救急医療管理加算
救急医療管理加算は、緊急に入院を必要とする患者に救急医療を行った場合に7日間に限り算定できるものだが、1は1,050点、2は420点とあり、救急への評価を行う代表的な加算である。1を算定できるには算定できる状態の基準を満たす必要があり、2は準ずる状態、となっている。
近年の改定でも、1の点数が増点されたり、2の基準のひとつである「その他の重症な状態」を5割以上選択すると、2の点数が半減するなどの変更が図られてきた。
また、救急補正係数の判断基準にもなるので、救急医療管理加算の算定は極めて重要だ。
1の基準は、「吐血、喀血又は重篤な脱水で全身状態不良の状態」や「意識障害又は昏睡」などがあるが、数値などの明確な基準はないものの、診療報酬明細書の摘要欄に数値の記載を行うことになっている。
またレセプトの査定も確かに救急医療管理加算1はされるが、査定を恐れて2ばかり請求する医療機関が多いのも事実だ。
救急医療管理加算2は救急補正係数の評価も1と比べて半減してしまうので、1に値すべきものは1で請求しなければ経営的に大きなダメージとなる。

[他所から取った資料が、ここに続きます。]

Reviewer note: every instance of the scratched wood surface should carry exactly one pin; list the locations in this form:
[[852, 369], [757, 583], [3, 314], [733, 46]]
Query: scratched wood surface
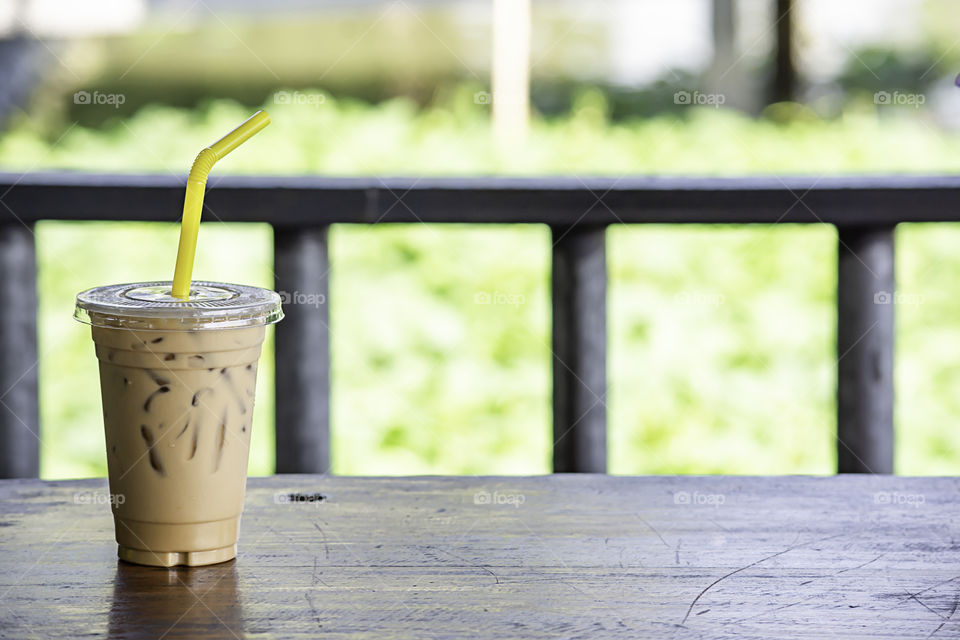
[[582, 556]]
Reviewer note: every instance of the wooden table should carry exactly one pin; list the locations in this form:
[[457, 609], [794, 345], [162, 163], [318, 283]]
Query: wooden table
[[564, 556]]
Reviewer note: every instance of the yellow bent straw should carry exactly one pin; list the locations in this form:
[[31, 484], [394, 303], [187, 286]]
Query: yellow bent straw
[[193, 201]]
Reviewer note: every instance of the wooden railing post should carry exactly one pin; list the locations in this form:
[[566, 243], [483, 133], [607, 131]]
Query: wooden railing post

必要以上に2で請求を行う病院があり、1の算定割合と2の算定割合が驚くほど異なる病院もある。
確かに査定の程度も都道府県により違うので、都道府県の算定件数一覧も出したうえで、自院がその算定率より高いのか低いのか示すことがある。都道府県の算定率より低ければ、査定をされるからという言い訳は通用しなくなる。

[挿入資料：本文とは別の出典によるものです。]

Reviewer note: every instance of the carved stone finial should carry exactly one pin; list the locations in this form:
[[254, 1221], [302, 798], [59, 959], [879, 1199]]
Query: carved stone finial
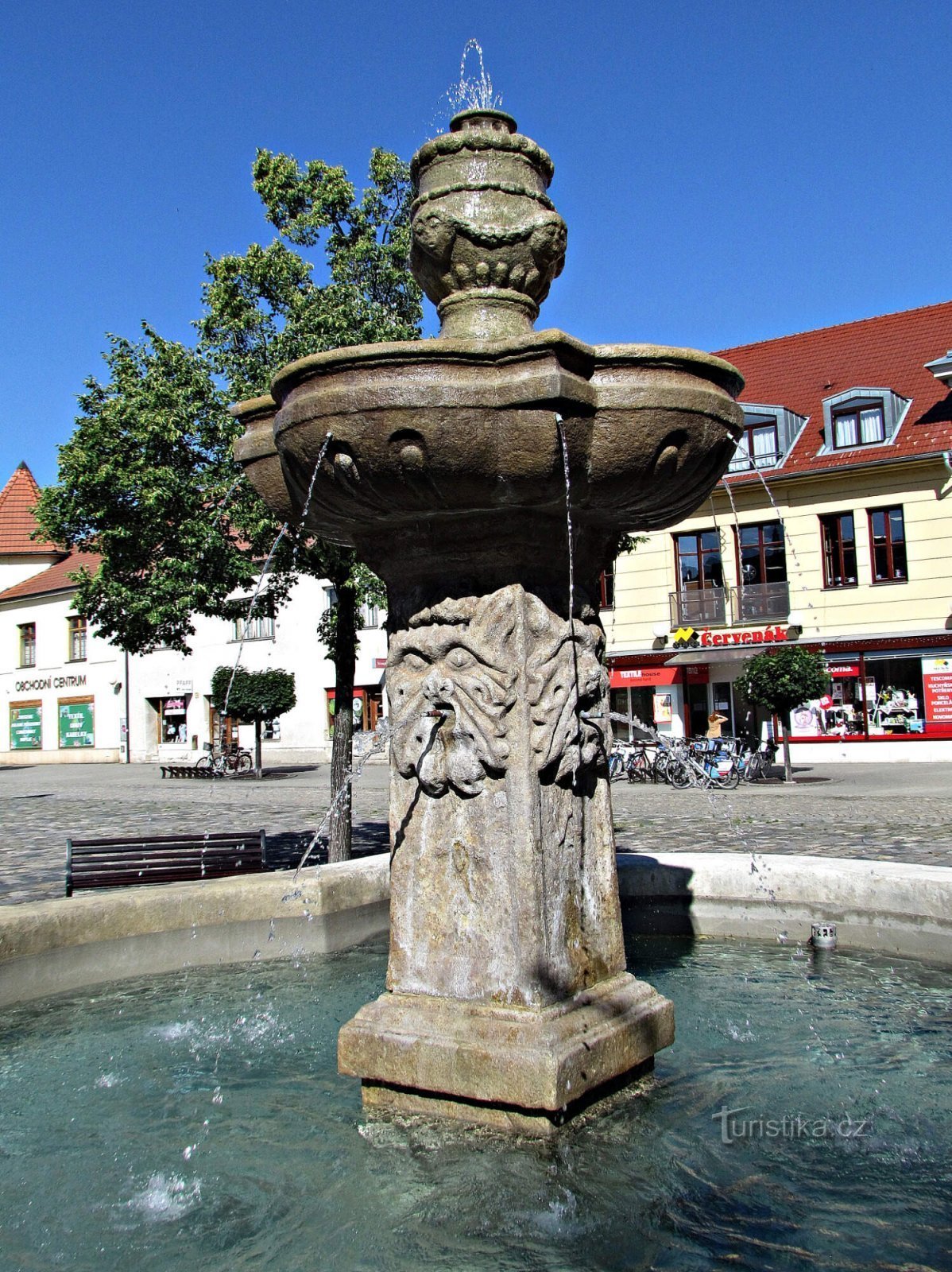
[[487, 239]]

経営が優れた病院は1の算定割合が高く、基準をきちんと管理するために自院で数値基準を設け、その条件に引っ掛けて適合すれば、1で請求するという病院もある。
脱水症であれば、輸液が1日500ml以上投与していればOK、という様子である。
何も行き過ぎた請求をしろ、という話でないが実施された診療に対して正当な評価はする必要がある。1で通らないから、はなから2で、という請求をする病院がまだまだ多い。
攻めの査定とミスの査定は、異なる。野球でも間一髪のアウトを取るためにエラーのリスクを冒して突っ込むプレイと、安全牌で守るプレイが違うのと一緒だと思う。
都道府県ごとの算定数もDPC退院患者調査から、予定外入院に占める割合で示せば分かりやすい。自院の立ち位置を把握する必要がある。
病院の文化や姿勢が数字に出てしまう代表的な例。院内全体でモニターする必要がある。